Suffix automata in English is called "suffix automaton" (plural form: suffix automata), the word has a non-circular graph--"direcged acyclic

Word graph "(abbreviated as" DAWG ").


definition of suffix automata

Definition. The suffix of the given string s is a minimized deterministic finite state automaton, which is capable of receiving all suffixes of the string s.


This definition is explained below:

· The suffix automata is a direction-free graph in which vertices are states and edges represent transitions between states.

· A state t_0 is called the initial state, and it is able to reach all remaining states.

· All transitions in the automata-that is, the forward edges-are marked by some kind of symbol. Transfers from a certain state must have different marks. other hand

The state transfer cannot be on any character).

· One or more states are marked as terminating state. If we go from the initial state t_0 through any path to a certain terminating state, and sequentially write out all passing edges of the

tag, the string you get must be a certain suffix of s.

· In all automata that meet the above conditions, the suffix automaton has this least number of vertices. (suffix automata are not required to have the fewest number of sides)


The simplest properties of the suffix automata

Minimalist-the most important property of the suffix automaton is that it contains information about all the substrings of S. In other words, for any path departing from the initial state t_0, if we

Write the tag on the passing edge, and the substring formed must be a substring of s. Accordingly, any substring of s corresponds to a path starting from the initial state of T_0.

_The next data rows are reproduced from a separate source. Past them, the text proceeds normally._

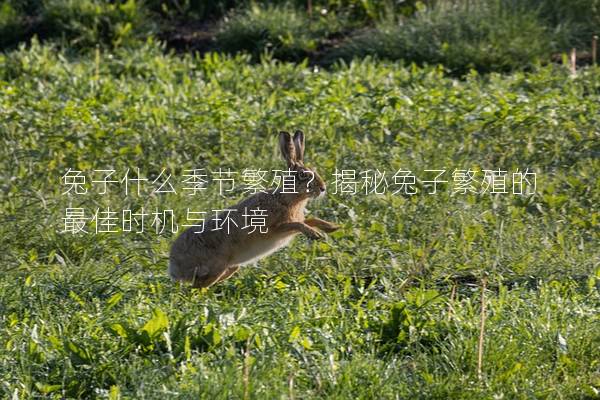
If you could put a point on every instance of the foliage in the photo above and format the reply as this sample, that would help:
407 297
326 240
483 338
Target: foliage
483 36
369 312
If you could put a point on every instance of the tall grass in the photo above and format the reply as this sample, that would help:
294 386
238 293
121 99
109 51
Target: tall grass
481 35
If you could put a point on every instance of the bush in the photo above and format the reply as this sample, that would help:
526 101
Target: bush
288 33
486 37
91 22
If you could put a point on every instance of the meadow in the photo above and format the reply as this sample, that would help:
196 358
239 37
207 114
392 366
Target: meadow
389 306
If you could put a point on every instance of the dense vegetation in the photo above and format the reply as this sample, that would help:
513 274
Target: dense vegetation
487 35
387 307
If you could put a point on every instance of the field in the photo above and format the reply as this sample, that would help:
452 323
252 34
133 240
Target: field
389 306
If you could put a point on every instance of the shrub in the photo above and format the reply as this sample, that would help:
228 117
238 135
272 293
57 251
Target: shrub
92 22
283 30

To simplify the instructions, we call the substring "match" the path from the initial state, if the edge markers on that path make up this substring. Accordingly, we call any path

"Match" a substring that consists of the markers of the edges in the path.

Each state of the suffix automaton leads to one or more paths starting from the initial state. We call this state a number of ways to match these paths.


An example of building a suffix automaton

Here are some examples of simple string-building suffix automata.

The initial state is denoted as T0, and the terminating state is marked with an asterisk (*).

S= ""


S= "a"

s= "AA"


s= "AB"


s= "ABA"

S= "ABB"

S= "ABBB"


an algorithm for constructing suffix automata with linear time

Before we describe the building algorithm, it is necessary to introduce some new concepts and brief proofs, which are very important for understanding the concept of suffix automata.

End Position Endpos, their properties and their connection to the suffix automaton:

Consider any non-empty substring of the string s. We call the end set Endpos (t) as: All the sets of the end of the position where T appears in S.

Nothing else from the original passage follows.